In article <26691@nigel.ee.udel.edu>, gdtltr@freezer.it.udel.edu (Gary Duzan) writes:

>    All practical applications aside, isn't it philosophically unnatural to
> apply an eqivalence comparison to two floating point (presumably real)
> numbers?

Not if you're doing appropriate operations on a machine with IEEE
floating point or some other good floating point system.
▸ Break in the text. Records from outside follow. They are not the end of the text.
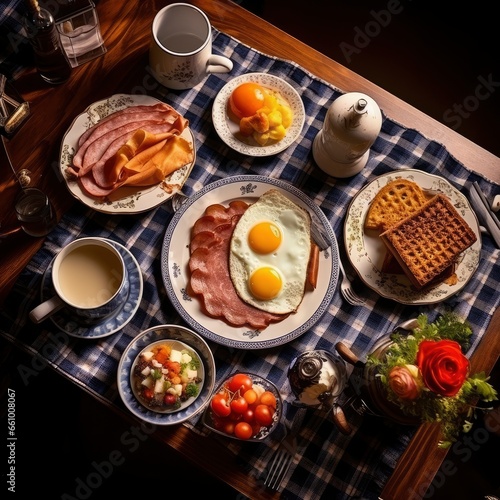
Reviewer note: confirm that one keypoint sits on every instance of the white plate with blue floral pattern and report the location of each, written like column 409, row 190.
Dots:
column 175, row 269
column 127, row 199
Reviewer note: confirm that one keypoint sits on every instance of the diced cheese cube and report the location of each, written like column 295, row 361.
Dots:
column 159, row 385
column 148, row 382
column 186, row 358
column 147, row 355
column 175, row 355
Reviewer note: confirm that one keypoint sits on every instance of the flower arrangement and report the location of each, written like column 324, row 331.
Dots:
column 428, row 376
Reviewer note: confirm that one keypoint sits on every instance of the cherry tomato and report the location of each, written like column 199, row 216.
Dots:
column 228, row 427
column 169, row 399
column 243, row 430
column 248, row 416
column 240, row 382
column 239, row 405
column 220, row 405
column 250, row 396
column 246, row 99
column 269, row 399
column 263, row 415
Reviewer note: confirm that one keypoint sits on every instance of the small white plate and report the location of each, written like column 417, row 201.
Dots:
column 175, row 265
column 127, row 199
column 228, row 130
column 366, row 251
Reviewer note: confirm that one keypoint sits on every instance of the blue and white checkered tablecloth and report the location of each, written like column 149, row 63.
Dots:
column 329, row 464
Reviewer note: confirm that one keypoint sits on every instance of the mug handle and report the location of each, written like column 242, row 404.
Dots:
column 219, row 64
column 46, row 309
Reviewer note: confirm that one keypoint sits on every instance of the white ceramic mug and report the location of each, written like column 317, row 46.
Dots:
column 90, row 278
column 180, row 54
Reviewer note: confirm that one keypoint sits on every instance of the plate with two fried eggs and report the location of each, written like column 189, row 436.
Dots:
column 236, row 262
column 244, row 102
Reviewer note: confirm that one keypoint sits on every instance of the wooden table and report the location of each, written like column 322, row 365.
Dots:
column 126, row 30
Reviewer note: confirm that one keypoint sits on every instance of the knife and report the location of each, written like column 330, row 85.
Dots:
column 484, row 214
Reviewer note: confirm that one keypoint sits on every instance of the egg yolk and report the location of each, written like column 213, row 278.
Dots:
column 265, row 283
column 264, row 237
column 246, row 99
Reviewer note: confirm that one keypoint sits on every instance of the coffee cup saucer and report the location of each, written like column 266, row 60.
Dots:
column 73, row 326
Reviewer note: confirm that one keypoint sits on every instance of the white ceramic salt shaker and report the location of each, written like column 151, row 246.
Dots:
column 352, row 123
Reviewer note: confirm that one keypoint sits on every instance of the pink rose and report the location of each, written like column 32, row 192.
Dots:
column 404, row 382
column 443, row 366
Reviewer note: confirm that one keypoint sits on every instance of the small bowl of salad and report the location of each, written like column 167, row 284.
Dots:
column 245, row 407
column 166, row 375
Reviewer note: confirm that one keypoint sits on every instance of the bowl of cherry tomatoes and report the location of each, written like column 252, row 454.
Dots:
column 245, row 406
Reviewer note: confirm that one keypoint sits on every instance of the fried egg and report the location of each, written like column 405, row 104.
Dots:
column 269, row 254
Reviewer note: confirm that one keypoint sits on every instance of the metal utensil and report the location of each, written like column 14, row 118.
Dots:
column 347, row 290
column 23, row 177
column 282, row 458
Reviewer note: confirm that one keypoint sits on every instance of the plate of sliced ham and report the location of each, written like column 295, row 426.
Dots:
column 127, row 154
column 260, row 331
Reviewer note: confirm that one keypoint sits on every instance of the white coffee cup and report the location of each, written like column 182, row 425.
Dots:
column 90, row 278
column 180, row 54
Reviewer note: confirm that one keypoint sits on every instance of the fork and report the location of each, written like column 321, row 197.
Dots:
column 283, row 457
column 347, row 291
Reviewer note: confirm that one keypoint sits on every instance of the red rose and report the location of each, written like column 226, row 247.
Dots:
column 404, row 382
column 443, row 366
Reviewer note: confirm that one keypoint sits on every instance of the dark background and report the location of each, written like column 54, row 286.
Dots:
column 433, row 55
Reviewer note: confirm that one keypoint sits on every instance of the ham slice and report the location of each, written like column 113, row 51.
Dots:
column 209, row 265
column 136, row 146
column 131, row 109
column 158, row 158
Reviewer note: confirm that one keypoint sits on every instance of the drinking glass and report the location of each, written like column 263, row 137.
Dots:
column 34, row 210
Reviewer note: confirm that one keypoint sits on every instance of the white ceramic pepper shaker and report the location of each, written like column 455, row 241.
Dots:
column 352, row 123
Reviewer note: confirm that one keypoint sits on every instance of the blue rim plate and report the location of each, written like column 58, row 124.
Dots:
column 146, row 338
column 175, row 271
column 68, row 322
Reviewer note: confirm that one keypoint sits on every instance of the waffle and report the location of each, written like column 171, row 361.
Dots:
column 429, row 241
column 394, row 202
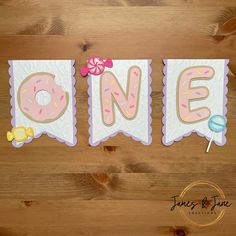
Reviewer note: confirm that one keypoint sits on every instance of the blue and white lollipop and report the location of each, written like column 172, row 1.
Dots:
column 216, row 124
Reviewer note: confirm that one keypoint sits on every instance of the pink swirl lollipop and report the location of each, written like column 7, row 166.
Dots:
column 95, row 66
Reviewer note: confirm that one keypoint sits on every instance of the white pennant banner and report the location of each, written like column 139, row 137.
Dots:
column 195, row 99
column 120, row 101
column 43, row 100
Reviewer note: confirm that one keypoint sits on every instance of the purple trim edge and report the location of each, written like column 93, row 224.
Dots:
column 226, row 70
column 90, row 121
column 12, row 102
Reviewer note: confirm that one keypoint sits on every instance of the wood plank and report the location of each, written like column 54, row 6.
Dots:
column 120, row 187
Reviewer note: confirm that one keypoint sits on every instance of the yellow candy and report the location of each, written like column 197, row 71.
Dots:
column 20, row 134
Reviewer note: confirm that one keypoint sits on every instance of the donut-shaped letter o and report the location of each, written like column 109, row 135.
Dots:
column 186, row 94
column 34, row 111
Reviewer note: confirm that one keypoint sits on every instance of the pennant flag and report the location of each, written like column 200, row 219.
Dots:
column 194, row 99
column 43, row 100
column 119, row 99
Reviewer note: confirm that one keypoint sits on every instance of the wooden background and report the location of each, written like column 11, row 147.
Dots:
column 120, row 187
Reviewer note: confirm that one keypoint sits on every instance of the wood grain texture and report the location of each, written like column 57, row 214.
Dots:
column 120, row 187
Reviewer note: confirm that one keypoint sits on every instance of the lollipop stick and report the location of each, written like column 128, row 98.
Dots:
column 209, row 144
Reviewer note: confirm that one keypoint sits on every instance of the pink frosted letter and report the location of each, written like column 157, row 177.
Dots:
column 186, row 94
column 111, row 92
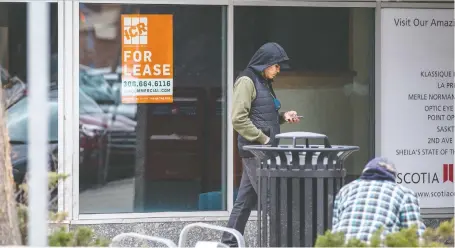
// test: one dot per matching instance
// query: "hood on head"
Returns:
(267, 55)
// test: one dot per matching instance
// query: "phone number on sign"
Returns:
(146, 84)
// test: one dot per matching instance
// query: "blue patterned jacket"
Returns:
(363, 206)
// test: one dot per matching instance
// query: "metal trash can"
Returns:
(301, 182)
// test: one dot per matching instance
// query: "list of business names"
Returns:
(417, 99)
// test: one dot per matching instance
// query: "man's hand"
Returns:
(291, 117)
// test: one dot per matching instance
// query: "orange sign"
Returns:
(147, 58)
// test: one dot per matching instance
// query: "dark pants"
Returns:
(245, 202)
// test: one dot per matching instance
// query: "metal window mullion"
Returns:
(38, 128)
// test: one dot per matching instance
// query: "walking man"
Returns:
(256, 118)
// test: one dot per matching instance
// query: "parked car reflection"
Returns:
(101, 136)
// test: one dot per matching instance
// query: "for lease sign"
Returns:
(147, 58)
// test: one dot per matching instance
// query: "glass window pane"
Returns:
(14, 79)
(331, 76)
(152, 157)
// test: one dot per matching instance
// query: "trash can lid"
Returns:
(291, 135)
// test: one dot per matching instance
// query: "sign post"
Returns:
(417, 101)
(147, 58)
(38, 16)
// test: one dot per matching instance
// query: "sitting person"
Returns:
(373, 201)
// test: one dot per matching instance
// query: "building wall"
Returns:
(171, 230)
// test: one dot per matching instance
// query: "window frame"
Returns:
(71, 197)
(71, 109)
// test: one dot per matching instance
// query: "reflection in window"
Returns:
(151, 157)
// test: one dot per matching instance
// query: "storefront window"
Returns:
(152, 157)
(331, 77)
(14, 79)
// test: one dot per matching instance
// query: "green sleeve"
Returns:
(244, 94)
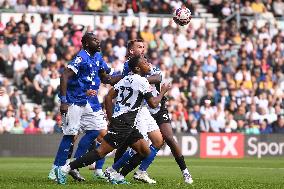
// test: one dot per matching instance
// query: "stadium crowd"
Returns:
(227, 80)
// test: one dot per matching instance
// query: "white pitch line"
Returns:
(240, 167)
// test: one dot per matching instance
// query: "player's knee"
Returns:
(146, 151)
(101, 135)
(158, 143)
(170, 140)
(100, 153)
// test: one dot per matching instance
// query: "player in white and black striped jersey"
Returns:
(161, 117)
(129, 92)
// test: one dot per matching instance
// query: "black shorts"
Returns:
(162, 116)
(120, 132)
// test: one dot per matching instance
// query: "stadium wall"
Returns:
(206, 145)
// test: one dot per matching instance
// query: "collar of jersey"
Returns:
(87, 53)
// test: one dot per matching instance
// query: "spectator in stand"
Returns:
(28, 78)
(265, 127)
(4, 101)
(46, 125)
(120, 50)
(31, 129)
(28, 48)
(24, 120)
(17, 129)
(58, 125)
(14, 48)
(257, 7)
(8, 121)
(33, 6)
(278, 125)
(16, 99)
(41, 82)
(278, 7)
(20, 65)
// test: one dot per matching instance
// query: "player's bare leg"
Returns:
(98, 165)
(168, 136)
(157, 142)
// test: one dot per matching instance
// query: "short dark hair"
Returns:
(131, 43)
(86, 37)
(133, 62)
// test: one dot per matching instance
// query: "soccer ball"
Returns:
(182, 16)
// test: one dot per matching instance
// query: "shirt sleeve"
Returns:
(145, 86)
(117, 86)
(75, 64)
(126, 69)
(156, 70)
(104, 66)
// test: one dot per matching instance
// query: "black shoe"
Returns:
(75, 174)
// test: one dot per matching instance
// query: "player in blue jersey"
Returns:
(80, 108)
(129, 93)
(160, 114)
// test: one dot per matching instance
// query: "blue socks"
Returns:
(147, 161)
(63, 150)
(123, 160)
(99, 163)
(86, 142)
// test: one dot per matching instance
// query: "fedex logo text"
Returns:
(221, 145)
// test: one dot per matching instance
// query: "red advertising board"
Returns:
(221, 145)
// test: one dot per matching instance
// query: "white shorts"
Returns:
(82, 118)
(145, 123)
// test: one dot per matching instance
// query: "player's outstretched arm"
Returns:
(63, 88)
(108, 102)
(153, 102)
(154, 79)
(108, 79)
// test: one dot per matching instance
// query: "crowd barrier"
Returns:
(91, 19)
(205, 145)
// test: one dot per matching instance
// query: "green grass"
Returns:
(207, 173)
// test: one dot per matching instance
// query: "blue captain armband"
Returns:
(116, 108)
(63, 99)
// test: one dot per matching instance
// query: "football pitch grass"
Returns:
(207, 173)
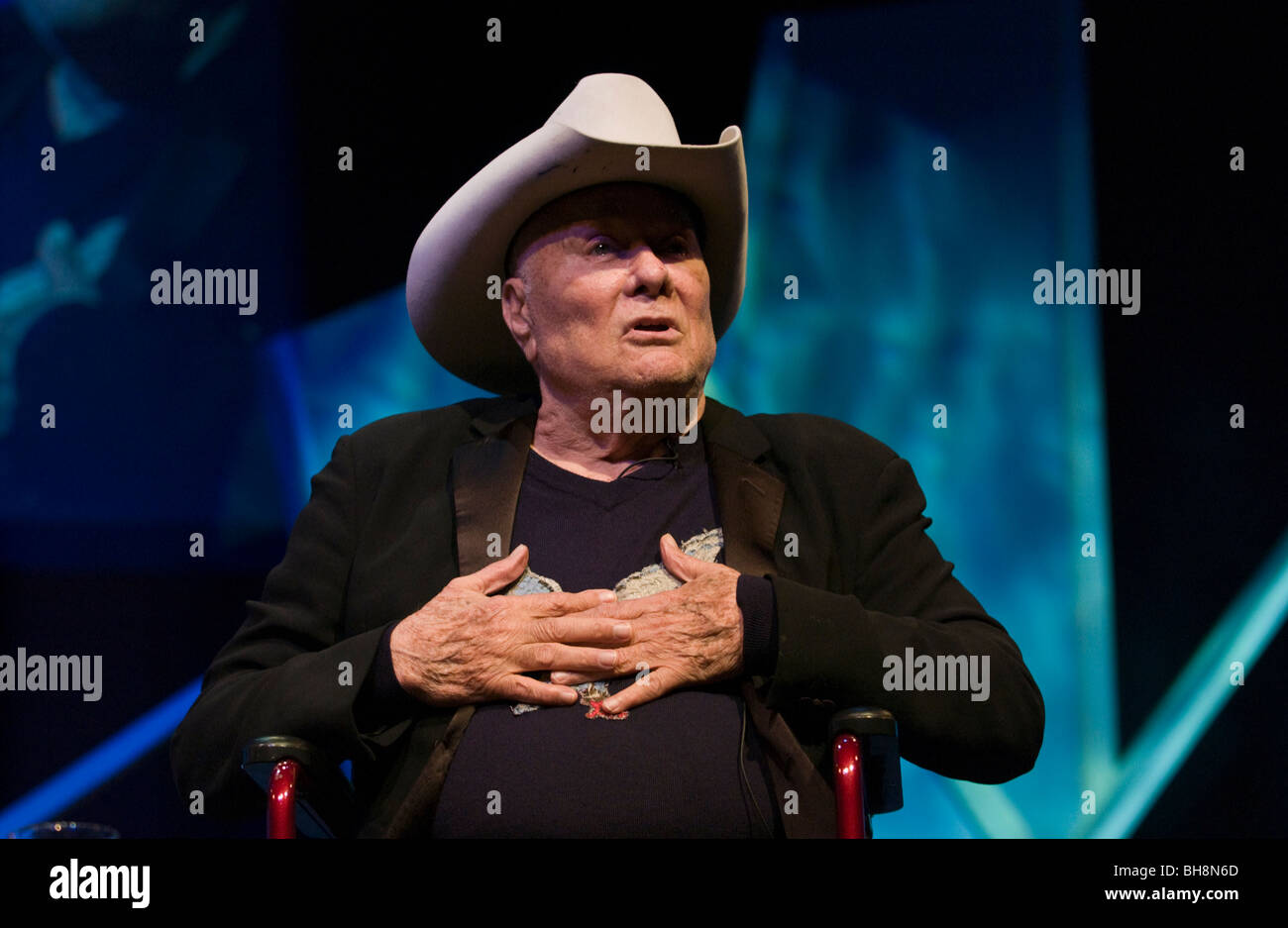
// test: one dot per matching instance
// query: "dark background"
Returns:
(1170, 89)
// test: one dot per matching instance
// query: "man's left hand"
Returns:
(679, 637)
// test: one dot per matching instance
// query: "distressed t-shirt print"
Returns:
(652, 579)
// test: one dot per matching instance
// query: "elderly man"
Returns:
(520, 617)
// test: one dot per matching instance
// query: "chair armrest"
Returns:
(866, 768)
(322, 797)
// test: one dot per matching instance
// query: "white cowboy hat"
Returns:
(590, 140)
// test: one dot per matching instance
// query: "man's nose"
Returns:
(649, 271)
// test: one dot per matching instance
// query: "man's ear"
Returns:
(516, 313)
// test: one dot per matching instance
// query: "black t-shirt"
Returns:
(684, 765)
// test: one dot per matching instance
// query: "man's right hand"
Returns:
(468, 647)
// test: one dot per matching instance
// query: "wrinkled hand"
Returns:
(679, 637)
(467, 647)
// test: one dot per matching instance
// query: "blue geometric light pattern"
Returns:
(914, 290)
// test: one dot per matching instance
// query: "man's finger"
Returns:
(497, 574)
(542, 605)
(648, 687)
(519, 688)
(549, 656)
(572, 630)
(683, 567)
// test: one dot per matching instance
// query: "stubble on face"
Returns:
(576, 303)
For example, IEEE guarantees that if I read the decimal representation
of a number that can be represented exactly in floating point,
that's what I'll get, period.  It also guarantees exact results
for primitive operations including addition, subtraction, multiplication,
division, and square root.

Suppose, then that I want to do calculations on integers that are
too big to fit in `int' values but small enough to be represented
exactly in floating point.  I see no reason not to do any comparison
on floating point numbers that I would do on integers.

As a simple example,

	double d;
	for (d = 0; d < 1e10; d++) {
		/* stuff */
	}

under IEEE floating point can be counted on to execute precisely 1e10
(ten billion) times.

Yes, such techniques are not portable to machines with lousy floating
point, but it might be that your program wouldn't run there anyway
for some reason.  As good floating point systems become more widespread,
this becomes less of an issue.
-- 
				--Andrew Koenig
				  ark@europa.att.com